Fessmann himself was subjected to a detailed interrogation by the Gestapo on June 28, 1934 , in which Jung's friends only revealed the names Rudolf Pechel and Forschbach.

After Jung's murder on the night of June 30th to July 1st, 1934, Fessmann switched to the service of his friend Rudolf Pechel, for whose Deutsche Rundschau she henceforth worked as a secretary. In 1938 she married Pechel for the second time and from then on carried the name Madleen Pechel. In the following years Pechel supported her husband in his anti-Nazi work.

Pechel's husband was imprisoned in a concentration camp in 1943 because of the essays he had written that contained hidden attacks on the Nazi regime, where he remained until the spring of 1945.
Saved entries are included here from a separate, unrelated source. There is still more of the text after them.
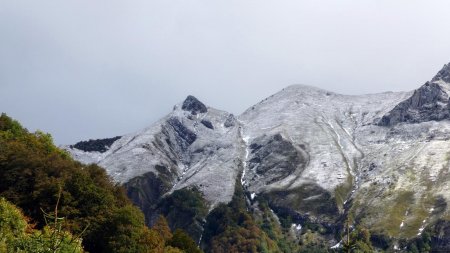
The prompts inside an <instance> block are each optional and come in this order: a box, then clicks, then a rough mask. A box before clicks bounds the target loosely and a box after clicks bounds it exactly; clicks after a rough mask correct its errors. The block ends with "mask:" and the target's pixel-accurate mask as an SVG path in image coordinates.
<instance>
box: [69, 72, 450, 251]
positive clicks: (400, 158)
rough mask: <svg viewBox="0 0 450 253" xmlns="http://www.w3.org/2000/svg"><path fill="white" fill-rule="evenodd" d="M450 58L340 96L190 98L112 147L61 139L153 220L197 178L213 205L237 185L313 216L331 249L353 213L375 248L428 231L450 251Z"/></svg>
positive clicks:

In autumn 1943 Pechel came into contact with Franz Jacob, a functionary of the communist underground organization in Berlin. Both agreed on the need for joint active resistance from all strata of the population to end the war. Pechel arranged for Jacob discussions with other opposition representatives of the bourgeoisie, companies, landowners, pastors and officers.
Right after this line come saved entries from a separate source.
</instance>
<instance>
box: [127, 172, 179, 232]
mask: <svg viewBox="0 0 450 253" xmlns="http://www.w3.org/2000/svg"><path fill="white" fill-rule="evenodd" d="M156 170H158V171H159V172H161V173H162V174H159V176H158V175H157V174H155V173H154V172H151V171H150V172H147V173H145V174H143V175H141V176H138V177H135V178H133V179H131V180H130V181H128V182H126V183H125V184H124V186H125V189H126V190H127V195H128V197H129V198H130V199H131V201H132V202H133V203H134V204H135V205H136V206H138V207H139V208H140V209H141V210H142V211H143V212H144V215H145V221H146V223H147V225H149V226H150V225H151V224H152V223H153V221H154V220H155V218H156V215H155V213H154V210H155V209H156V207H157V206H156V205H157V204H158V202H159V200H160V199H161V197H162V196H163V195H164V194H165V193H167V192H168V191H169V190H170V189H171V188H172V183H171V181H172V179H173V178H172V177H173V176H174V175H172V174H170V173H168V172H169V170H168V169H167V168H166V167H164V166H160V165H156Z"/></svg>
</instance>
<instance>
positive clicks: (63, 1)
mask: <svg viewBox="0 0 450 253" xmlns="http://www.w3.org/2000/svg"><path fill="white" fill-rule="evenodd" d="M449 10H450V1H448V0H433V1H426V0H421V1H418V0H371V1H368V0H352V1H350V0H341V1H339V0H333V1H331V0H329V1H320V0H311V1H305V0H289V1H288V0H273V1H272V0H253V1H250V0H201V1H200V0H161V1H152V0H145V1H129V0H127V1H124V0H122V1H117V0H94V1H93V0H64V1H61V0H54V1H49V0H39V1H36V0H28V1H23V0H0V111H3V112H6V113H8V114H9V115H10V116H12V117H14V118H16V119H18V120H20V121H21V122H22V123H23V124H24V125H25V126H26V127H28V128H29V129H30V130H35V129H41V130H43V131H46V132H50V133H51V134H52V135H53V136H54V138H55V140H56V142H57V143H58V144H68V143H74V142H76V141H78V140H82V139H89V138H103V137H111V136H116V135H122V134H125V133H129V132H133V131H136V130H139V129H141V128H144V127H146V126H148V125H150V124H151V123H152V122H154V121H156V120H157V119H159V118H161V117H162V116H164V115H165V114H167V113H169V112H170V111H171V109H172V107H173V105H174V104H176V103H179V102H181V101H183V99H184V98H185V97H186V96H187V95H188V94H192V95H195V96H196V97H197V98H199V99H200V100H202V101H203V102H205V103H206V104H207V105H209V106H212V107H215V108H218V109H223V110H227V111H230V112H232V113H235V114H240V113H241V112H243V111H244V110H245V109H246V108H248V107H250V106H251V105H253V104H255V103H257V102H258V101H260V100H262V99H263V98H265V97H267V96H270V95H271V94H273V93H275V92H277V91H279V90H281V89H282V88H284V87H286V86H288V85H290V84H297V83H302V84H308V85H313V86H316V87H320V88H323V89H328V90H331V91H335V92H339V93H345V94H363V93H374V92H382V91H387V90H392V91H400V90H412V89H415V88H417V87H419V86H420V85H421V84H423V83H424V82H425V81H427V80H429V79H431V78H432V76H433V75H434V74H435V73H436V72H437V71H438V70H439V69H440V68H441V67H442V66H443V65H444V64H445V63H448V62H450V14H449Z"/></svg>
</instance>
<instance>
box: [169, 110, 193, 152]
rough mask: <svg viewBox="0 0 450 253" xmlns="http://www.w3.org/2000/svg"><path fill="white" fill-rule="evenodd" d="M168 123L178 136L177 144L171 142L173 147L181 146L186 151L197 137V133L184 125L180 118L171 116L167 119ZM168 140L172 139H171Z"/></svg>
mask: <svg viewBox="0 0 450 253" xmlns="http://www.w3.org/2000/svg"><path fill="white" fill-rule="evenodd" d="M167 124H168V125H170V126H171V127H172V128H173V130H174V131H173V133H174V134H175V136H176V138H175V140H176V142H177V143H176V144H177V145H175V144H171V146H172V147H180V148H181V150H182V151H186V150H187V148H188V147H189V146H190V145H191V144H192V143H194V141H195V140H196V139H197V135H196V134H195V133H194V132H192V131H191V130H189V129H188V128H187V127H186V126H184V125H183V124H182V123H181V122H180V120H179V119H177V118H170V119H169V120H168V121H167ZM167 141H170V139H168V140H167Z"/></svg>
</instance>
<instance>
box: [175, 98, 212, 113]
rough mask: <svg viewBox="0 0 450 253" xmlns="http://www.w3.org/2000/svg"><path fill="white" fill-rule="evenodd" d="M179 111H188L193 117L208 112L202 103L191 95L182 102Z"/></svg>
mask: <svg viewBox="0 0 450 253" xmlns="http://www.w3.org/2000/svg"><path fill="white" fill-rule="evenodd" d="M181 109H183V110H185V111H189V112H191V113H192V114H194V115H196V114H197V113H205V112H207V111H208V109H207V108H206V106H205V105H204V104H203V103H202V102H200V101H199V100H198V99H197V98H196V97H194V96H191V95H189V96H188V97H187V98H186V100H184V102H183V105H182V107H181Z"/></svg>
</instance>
In August 1944, Pechel was arrested by the Gestapo after it was discovered that she had made her Berlin apartment available to officials of the illegal underground KPD for secret meetings. Pechel was charged before the People's Court (8 J 187/44 = 1 H 272/44), whereby the representative of the Reich Attorney's Office applied for the death penalty against her. The indictment took place on September 13, 1944. In the judgment of October 12, 1944, she was found guilty of supporting a communist functionary in illegal activity and sentenced to a prison sentence of six years and the same loss of honor. She was then taken to Waldheim prison, from which she was liberated by the Red Army in the spring of 1945.
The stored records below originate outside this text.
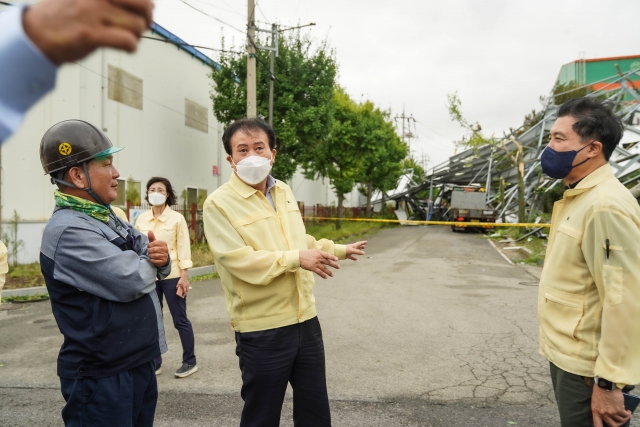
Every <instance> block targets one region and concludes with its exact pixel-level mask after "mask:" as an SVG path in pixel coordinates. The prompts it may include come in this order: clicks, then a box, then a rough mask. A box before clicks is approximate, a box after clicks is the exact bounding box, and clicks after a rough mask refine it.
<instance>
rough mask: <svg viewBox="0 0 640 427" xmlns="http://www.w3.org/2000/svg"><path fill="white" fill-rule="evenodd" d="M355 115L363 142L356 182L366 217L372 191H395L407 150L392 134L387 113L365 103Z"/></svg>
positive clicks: (368, 206) (369, 216)
mask: <svg viewBox="0 0 640 427" xmlns="http://www.w3.org/2000/svg"><path fill="white" fill-rule="evenodd" d="M358 112H359V115H360V120H361V121H362V132H363V135H362V136H363V138H362V152H361V156H362V163H361V167H360V173H359V174H358V178H357V180H358V183H360V184H362V185H363V187H364V194H365V195H366V196H367V205H366V214H367V216H368V217H370V216H371V198H372V194H373V191H374V190H380V191H389V190H392V189H394V188H395V187H396V185H397V183H398V179H399V178H400V175H402V171H403V164H402V160H403V159H404V158H405V157H406V156H407V152H408V147H407V145H406V144H405V143H404V142H402V140H401V139H400V137H399V136H398V134H397V133H396V131H395V127H394V124H393V122H392V121H391V119H390V116H391V113H390V112H389V111H382V110H380V109H379V108H376V107H375V105H374V104H373V103H372V102H370V101H366V102H364V103H362V104H360V105H359V106H358Z"/></svg>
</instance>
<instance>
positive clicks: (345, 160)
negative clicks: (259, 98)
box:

In 1946 her husband Pechel dedicated his book to Deutsche Spiegel .

Fonts

  • "Destiny of a Berlin private library", on: Das literäre Deutschland 2.1951, no. 6, p. 5

As editor

  • Rudolf Pechel. German present. Essays and lectures 1945-1952. Compiled and edited by Madleen Pechel and Klaus Hoche , Darmstadt 1953.

literature

  • Resistance in Berlin against the Nazi regime 1933 to 1945: Ein biographisches Lexikon , Vol. 6, 2002, p. 31.
  • Winfried Meyer: Conspirators in the concentration camp: Hans von Dohnanyi and the prisoners of July 20, 1944 in Sachsenhausen concentration camp , 1999, p. 325.
  • Rainer Orth : The official seat of the opposition? Politics and state restructuring plans in the office of the Deputy Chancellor in the years 1933-1934 , Böhlau, Cologne a. a. 2016, p. 663.

Individual evidence

  1. Wolfgang Schumann: Germany in the Second World War , Vol. 5, 1974, p. 286.
  2. ^ Walter Wagner: The People's Courts in the National Socialist State, 1974, p. 182. Copy of the judgment in the archive d. IfZ, Sign. Fa 117/290
  3. Rudolf Pechel: Deutsche Spiegel , 1945, p. 5 ("My brave good comrade-in-arms Madleen Pechel to own"). In his book German Resistance , 1947, p. 14, there is a thank you to Madleen Pechel "my tireless helper, also with this book" and his "brave comrade in life and in combat."